I know, I know. And thanks for the stingy reminder.I know all that. But the thing is: whenever something changes so much you try and change with it, out of the need for adaptive survival skills, right? Right. The last few years I have changed or been forced to change a lot. Loss of home/new home. Loss of friends/new friends/no friends. Loss of passion/YouPorn. Loss of Rockness/there is no new Rockness. Well maybe I could put Loss of Rockness/weekly paycheck! My point is this. I sort of suddenly have a precious baby girl who I want to raise to know my guts and my heart and my mind for what it is...or has been for a very very long time. A life influenced by music and mountains and books and cities and beers with people I onced loved and conversations in the corner of a smoky backstage room around a campfire of picked-over lunch meats and flung-about celery sticks.

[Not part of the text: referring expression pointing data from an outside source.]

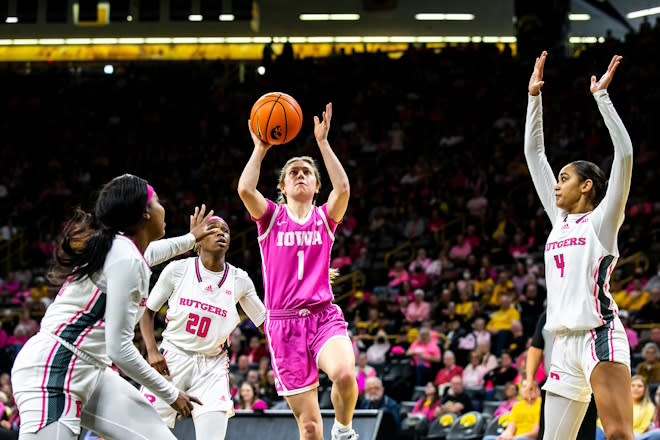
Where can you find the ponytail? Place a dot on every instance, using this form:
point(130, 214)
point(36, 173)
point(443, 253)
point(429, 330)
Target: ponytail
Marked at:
point(87, 237)
point(589, 170)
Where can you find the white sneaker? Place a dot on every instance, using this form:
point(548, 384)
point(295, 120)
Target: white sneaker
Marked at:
point(346, 435)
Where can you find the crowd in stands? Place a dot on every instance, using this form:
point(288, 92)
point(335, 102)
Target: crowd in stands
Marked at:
point(432, 143)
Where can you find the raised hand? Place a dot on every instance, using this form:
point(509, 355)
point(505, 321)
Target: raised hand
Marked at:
point(606, 79)
point(536, 80)
point(321, 128)
point(199, 226)
point(255, 139)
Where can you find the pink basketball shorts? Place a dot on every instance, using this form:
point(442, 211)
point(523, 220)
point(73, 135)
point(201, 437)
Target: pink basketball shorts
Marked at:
point(295, 340)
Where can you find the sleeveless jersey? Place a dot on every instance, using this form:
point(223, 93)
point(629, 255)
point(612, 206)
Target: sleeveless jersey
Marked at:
point(201, 309)
point(77, 315)
point(578, 269)
point(581, 250)
point(295, 257)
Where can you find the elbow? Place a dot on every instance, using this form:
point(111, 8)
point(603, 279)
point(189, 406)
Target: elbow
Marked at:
point(244, 190)
point(114, 351)
point(343, 189)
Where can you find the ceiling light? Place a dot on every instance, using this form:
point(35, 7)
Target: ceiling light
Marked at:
point(455, 17)
point(579, 17)
point(643, 12)
point(329, 17)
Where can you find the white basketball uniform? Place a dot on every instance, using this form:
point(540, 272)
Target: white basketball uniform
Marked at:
point(61, 372)
point(201, 314)
point(580, 255)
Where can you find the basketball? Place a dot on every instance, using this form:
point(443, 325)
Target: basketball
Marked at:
point(276, 118)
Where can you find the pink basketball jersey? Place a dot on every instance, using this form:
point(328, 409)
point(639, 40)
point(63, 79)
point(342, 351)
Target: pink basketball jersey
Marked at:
point(295, 257)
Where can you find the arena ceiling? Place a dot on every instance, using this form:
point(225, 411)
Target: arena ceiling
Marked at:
point(281, 18)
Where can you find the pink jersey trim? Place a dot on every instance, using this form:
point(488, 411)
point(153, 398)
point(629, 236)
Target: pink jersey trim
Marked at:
point(270, 347)
point(593, 337)
point(68, 383)
point(600, 315)
point(43, 386)
point(79, 312)
point(612, 341)
point(582, 218)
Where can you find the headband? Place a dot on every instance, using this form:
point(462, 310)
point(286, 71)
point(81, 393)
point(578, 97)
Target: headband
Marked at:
point(150, 193)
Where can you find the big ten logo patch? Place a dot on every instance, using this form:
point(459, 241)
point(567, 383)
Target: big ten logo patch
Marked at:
point(150, 397)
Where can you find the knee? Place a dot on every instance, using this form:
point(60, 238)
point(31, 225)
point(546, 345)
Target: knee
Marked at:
point(344, 378)
point(310, 428)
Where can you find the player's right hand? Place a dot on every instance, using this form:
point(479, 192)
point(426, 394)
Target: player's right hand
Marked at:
point(183, 404)
point(536, 80)
point(157, 361)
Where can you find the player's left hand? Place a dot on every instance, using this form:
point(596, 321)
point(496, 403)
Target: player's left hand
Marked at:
point(199, 226)
point(321, 127)
point(606, 79)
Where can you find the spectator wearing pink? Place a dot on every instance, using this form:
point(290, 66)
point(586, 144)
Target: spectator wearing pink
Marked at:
point(9, 286)
point(247, 398)
point(461, 249)
point(418, 278)
point(423, 351)
point(414, 226)
point(418, 310)
point(472, 238)
point(449, 370)
point(363, 371)
point(434, 270)
point(511, 396)
point(483, 335)
point(474, 372)
point(435, 223)
point(397, 275)
point(488, 359)
point(429, 403)
point(420, 260)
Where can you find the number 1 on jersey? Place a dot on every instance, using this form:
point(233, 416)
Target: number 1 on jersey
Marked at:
point(559, 261)
point(301, 263)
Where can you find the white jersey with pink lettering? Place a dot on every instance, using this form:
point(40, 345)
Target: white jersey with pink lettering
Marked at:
point(201, 304)
point(581, 250)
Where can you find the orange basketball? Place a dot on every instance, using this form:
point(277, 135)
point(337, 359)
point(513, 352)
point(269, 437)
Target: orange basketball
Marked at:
point(276, 118)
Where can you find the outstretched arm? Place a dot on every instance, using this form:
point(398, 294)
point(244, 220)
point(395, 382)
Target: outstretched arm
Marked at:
point(341, 190)
point(611, 210)
point(537, 162)
point(253, 200)
point(160, 251)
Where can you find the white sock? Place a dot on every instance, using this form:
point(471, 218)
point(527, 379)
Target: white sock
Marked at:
point(341, 427)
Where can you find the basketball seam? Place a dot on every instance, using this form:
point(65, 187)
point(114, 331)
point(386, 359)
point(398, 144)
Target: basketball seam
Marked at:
point(254, 114)
point(269, 115)
point(286, 124)
point(294, 107)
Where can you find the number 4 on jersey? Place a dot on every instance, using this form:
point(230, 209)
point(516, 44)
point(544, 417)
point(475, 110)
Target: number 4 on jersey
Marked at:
point(559, 261)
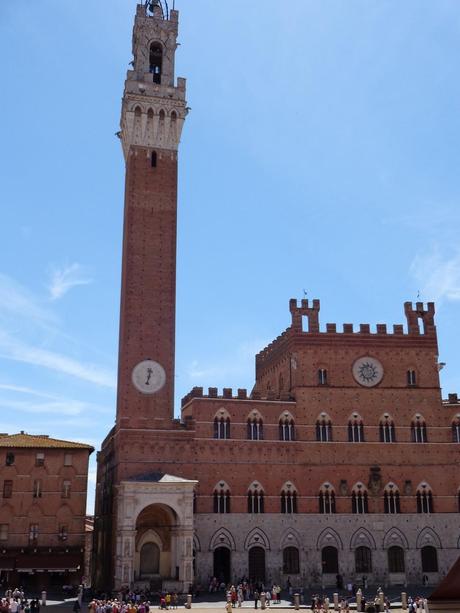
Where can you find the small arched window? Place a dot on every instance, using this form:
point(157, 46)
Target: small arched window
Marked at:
point(387, 430)
point(456, 429)
point(323, 429)
point(391, 502)
point(424, 499)
point(322, 376)
point(326, 499)
point(355, 429)
point(286, 428)
point(418, 430)
point(256, 499)
point(156, 61)
point(222, 427)
point(396, 563)
point(359, 502)
point(255, 428)
point(221, 498)
point(429, 559)
point(288, 499)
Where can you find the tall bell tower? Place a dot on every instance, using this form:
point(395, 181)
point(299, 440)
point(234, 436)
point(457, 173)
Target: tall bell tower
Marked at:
point(153, 114)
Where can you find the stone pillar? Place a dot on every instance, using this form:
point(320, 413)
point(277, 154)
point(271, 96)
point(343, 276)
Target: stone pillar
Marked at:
point(359, 596)
point(125, 558)
point(185, 556)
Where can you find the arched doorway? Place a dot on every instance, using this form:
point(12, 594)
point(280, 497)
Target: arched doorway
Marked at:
point(149, 560)
point(222, 564)
point(155, 544)
point(257, 564)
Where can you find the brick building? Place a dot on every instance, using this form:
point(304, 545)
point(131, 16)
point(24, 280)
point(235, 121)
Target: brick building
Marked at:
point(342, 460)
point(42, 510)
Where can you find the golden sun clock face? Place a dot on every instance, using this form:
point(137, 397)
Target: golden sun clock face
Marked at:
point(148, 377)
point(367, 371)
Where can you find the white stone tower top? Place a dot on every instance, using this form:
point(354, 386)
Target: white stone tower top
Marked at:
point(154, 106)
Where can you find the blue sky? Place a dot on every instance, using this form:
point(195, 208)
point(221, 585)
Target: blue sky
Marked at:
point(321, 153)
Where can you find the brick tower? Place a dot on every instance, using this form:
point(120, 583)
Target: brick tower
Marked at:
point(153, 114)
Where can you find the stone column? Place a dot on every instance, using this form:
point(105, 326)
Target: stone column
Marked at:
point(185, 556)
point(125, 558)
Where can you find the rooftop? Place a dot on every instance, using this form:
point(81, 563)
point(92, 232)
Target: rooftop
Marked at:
point(34, 441)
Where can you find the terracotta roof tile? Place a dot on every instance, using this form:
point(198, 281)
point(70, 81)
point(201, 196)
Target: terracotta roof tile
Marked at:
point(34, 441)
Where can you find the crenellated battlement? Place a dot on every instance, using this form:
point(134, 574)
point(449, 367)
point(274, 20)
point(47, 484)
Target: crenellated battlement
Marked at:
point(228, 394)
point(305, 321)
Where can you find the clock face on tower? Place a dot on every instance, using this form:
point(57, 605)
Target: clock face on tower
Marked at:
point(148, 377)
point(368, 371)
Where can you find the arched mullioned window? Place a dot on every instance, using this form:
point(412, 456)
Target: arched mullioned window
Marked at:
point(391, 500)
point(221, 498)
point(387, 429)
point(396, 562)
point(291, 564)
point(456, 429)
point(256, 499)
point(355, 429)
point(286, 428)
point(326, 499)
point(222, 426)
point(323, 428)
point(418, 429)
point(288, 499)
point(156, 61)
point(424, 499)
point(359, 502)
point(363, 560)
point(429, 559)
point(255, 427)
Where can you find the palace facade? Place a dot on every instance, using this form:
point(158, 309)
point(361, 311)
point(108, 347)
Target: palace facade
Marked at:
point(342, 461)
point(44, 482)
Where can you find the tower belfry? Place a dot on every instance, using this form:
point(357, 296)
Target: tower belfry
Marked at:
point(153, 113)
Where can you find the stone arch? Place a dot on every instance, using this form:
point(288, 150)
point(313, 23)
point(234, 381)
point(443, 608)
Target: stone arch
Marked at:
point(222, 413)
point(288, 486)
point(362, 538)
point(286, 415)
point(428, 536)
point(255, 414)
point(196, 543)
point(290, 538)
point(329, 537)
point(257, 538)
point(394, 536)
point(222, 538)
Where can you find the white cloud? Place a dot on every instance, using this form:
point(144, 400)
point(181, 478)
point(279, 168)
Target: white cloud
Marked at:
point(14, 349)
point(239, 363)
point(439, 276)
point(17, 302)
point(64, 279)
point(43, 402)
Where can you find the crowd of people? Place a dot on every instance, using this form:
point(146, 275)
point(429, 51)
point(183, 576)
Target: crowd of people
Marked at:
point(15, 601)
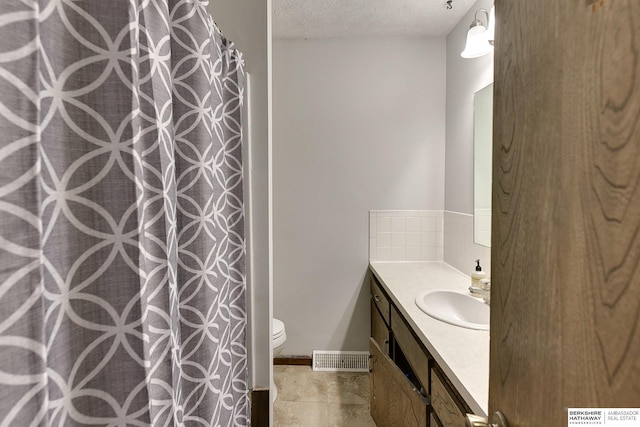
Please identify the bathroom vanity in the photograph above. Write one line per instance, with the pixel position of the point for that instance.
(424, 372)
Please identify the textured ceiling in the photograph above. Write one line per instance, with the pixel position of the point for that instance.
(366, 18)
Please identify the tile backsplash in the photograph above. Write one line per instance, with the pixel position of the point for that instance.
(406, 235)
(426, 236)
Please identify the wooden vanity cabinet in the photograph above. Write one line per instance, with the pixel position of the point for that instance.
(407, 386)
(380, 317)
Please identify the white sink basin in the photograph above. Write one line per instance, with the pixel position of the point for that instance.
(455, 308)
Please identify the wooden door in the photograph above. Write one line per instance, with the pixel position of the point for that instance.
(565, 308)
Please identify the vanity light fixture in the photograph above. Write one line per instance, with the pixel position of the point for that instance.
(477, 41)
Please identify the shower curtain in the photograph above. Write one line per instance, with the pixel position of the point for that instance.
(122, 284)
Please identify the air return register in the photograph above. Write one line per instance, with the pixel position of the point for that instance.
(350, 361)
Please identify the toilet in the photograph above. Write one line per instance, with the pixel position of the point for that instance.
(279, 338)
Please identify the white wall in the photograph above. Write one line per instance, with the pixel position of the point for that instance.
(248, 25)
(358, 125)
(464, 78)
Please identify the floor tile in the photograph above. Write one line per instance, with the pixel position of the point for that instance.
(349, 415)
(348, 388)
(321, 399)
(299, 384)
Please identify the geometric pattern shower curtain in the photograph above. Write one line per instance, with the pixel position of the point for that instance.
(122, 284)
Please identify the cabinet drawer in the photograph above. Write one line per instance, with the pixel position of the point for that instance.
(394, 400)
(380, 299)
(446, 406)
(379, 329)
(415, 355)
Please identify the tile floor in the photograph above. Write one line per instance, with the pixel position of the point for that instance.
(320, 399)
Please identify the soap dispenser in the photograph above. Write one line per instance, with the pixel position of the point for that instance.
(477, 275)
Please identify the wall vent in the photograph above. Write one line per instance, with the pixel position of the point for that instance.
(351, 361)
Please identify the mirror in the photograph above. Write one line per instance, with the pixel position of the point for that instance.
(482, 157)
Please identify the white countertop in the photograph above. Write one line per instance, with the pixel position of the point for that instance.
(462, 354)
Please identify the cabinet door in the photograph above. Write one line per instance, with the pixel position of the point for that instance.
(394, 400)
(416, 356)
(379, 329)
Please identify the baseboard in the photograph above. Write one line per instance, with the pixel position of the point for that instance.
(293, 360)
(260, 407)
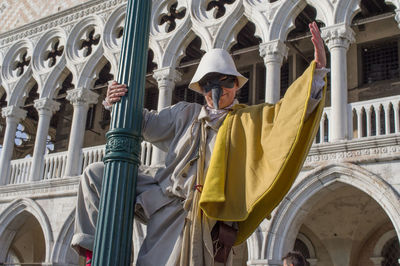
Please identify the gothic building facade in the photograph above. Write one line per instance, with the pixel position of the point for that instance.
(57, 59)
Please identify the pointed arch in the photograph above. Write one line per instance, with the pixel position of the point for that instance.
(227, 33)
(14, 214)
(350, 174)
(61, 248)
(345, 11)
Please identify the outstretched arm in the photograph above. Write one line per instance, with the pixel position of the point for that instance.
(319, 48)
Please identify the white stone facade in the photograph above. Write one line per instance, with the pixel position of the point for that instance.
(343, 208)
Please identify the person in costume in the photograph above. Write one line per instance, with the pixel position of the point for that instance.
(227, 165)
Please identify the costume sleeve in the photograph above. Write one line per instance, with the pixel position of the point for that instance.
(158, 128)
(316, 89)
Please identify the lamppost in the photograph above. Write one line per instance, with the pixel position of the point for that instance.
(113, 238)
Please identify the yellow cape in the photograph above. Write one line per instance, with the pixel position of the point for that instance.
(257, 155)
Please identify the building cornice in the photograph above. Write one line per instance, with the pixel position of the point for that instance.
(62, 187)
(366, 150)
(62, 18)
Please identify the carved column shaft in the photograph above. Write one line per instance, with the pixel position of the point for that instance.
(273, 53)
(166, 78)
(45, 107)
(338, 39)
(80, 99)
(13, 116)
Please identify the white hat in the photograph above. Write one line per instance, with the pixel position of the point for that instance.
(216, 60)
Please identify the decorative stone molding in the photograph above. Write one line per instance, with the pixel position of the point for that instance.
(13, 211)
(45, 189)
(379, 148)
(46, 106)
(63, 19)
(273, 51)
(167, 77)
(338, 36)
(82, 96)
(14, 112)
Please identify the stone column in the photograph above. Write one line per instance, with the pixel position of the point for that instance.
(81, 99)
(338, 39)
(273, 53)
(166, 79)
(45, 107)
(13, 115)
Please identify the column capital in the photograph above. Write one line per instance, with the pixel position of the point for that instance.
(46, 106)
(166, 76)
(82, 96)
(14, 112)
(338, 36)
(273, 51)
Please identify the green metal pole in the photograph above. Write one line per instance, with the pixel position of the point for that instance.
(113, 238)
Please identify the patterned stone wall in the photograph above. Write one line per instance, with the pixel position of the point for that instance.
(16, 13)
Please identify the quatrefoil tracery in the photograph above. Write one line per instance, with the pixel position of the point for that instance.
(170, 18)
(89, 42)
(23, 62)
(219, 7)
(55, 52)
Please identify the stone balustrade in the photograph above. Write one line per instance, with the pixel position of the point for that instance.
(365, 119)
(378, 117)
(55, 163)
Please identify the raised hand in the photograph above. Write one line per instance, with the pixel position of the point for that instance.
(319, 47)
(114, 92)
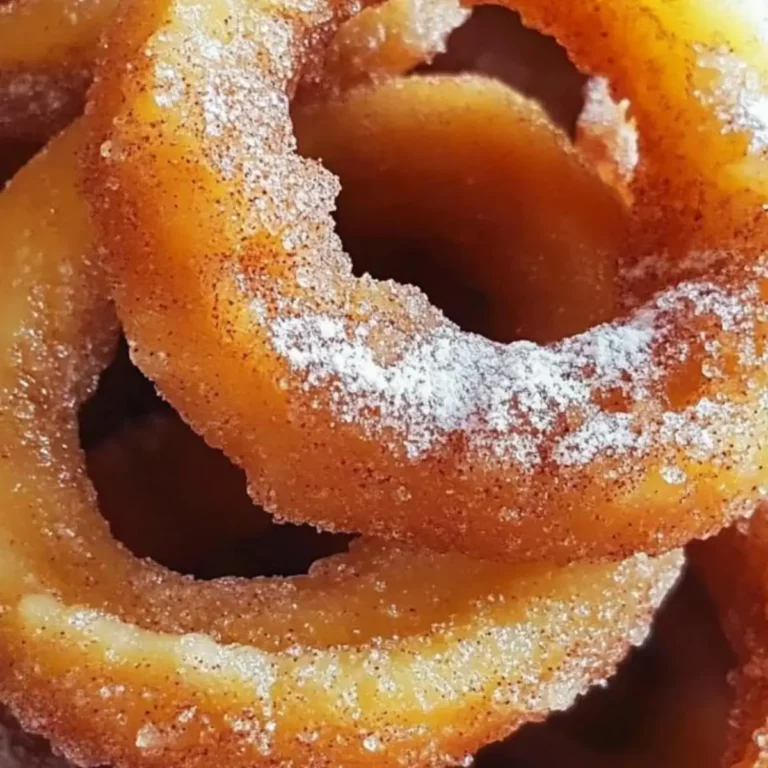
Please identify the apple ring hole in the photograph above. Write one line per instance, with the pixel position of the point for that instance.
(170, 497)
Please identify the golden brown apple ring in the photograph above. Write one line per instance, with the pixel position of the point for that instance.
(382, 656)
(354, 403)
(47, 49)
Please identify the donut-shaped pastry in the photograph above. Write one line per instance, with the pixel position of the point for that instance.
(47, 49)
(382, 656)
(354, 403)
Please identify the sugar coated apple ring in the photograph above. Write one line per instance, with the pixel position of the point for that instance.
(382, 656)
(355, 404)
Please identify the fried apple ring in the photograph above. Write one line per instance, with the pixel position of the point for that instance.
(355, 404)
(382, 656)
(47, 48)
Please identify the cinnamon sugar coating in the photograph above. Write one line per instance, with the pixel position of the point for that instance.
(382, 656)
(354, 403)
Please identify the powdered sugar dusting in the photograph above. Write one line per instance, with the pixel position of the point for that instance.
(517, 401)
(738, 96)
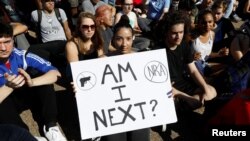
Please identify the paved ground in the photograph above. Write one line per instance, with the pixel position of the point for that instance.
(66, 113)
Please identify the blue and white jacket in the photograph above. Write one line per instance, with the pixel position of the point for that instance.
(22, 59)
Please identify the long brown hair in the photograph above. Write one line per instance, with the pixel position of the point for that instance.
(97, 40)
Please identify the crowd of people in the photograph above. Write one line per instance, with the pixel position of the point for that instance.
(208, 57)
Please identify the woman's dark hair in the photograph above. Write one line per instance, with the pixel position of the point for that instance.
(6, 30)
(170, 19)
(123, 23)
(96, 39)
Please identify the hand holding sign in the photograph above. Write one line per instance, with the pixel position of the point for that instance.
(126, 92)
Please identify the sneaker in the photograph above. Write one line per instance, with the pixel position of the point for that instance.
(40, 138)
(54, 134)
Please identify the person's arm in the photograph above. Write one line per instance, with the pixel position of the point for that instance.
(47, 78)
(229, 9)
(71, 52)
(247, 7)
(235, 49)
(18, 28)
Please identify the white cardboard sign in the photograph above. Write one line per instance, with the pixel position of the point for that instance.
(123, 93)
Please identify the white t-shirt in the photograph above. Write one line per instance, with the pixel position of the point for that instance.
(51, 29)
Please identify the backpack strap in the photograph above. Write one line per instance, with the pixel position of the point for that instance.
(58, 16)
(38, 26)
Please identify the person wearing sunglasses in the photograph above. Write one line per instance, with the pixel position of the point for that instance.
(123, 42)
(104, 21)
(19, 90)
(86, 42)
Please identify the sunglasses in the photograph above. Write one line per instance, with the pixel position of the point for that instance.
(86, 27)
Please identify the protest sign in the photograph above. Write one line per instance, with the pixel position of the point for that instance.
(123, 93)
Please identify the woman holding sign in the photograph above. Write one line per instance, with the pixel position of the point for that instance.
(86, 42)
(122, 41)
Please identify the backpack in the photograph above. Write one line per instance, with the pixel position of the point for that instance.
(38, 26)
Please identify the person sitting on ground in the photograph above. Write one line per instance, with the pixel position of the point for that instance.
(19, 90)
(202, 44)
(187, 81)
(104, 21)
(87, 42)
(122, 41)
(241, 42)
(140, 42)
(224, 33)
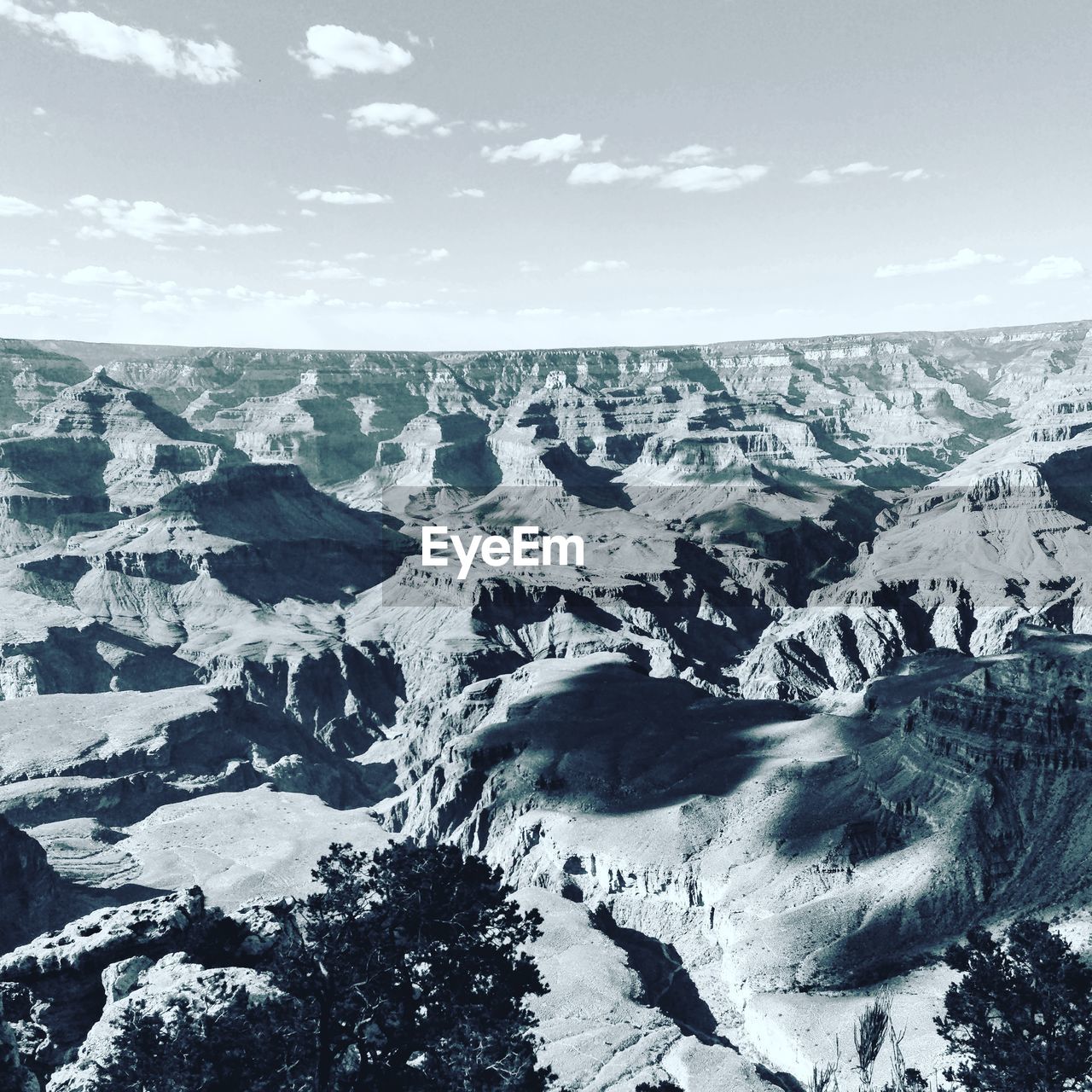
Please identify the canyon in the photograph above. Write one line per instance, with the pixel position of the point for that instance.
(818, 699)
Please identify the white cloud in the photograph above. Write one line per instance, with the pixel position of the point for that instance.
(209, 62)
(961, 260)
(16, 206)
(823, 176)
(711, 179)
(331, 48)
(151, 221)
(607, 174)
(544, 150)
(344, 195)
(100, 274)
(861, 167)
(693, 153)
(498, 127)
(26, 309)
(306, 269)
(601, 266)
(396, 119)
(1053, 268)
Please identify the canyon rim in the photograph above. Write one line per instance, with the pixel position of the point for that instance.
(741, 619)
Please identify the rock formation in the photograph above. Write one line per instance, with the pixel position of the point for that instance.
(816, 702)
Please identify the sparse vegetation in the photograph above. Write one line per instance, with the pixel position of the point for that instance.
(1021, 1014)
(406, 972)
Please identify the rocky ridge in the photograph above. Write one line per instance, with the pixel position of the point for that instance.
(816, 703)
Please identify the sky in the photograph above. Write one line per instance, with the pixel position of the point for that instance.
(427, 175)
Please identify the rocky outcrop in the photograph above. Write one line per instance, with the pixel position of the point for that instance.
(814, 705)
(31, 893)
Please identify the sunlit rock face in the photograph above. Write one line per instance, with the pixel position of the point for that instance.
(816, 701)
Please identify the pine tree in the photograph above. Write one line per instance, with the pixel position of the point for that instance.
(1021, 1016)
(413, 975)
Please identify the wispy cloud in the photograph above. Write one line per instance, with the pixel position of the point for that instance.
(209, 62)
(696, 177)
(1053, 268)
(607, 174)
(308, 269)
(562, 148)
(694, 153)
(825, 176)
(344, 195)
(331, 48)
(28, 311)
(708, 179)
(396, 119)
(605, 265)
(861, 167)
(100, 274)
(16, 206)
(498, 127)
(961, 260)
(151, 221)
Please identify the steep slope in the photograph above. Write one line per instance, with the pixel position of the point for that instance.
(816, 701)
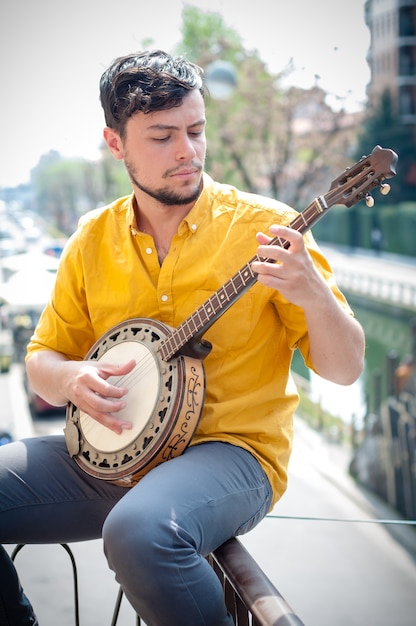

If I adapt too much, get towed too far by the Tide of Super Change...I will be a different man. Violet will hear a different voice. My stories might get told differently than they should. If a hobo has a baby...that baby needs to be part Hobo. It might not be all cupcakes and lambs all the goddamn time, but it needs to happen.

Here, stick some of this boxcar dust up yer midget nose. Smell my life darling.

I need to tell you that you come from me and all my horrific misfortune and all my lucky pennies and I wouldn't want you to ever forget that I loved you more than the sun loves the sky if I ever wasn't here to tell ya' that, my sweet little peanut butter cup.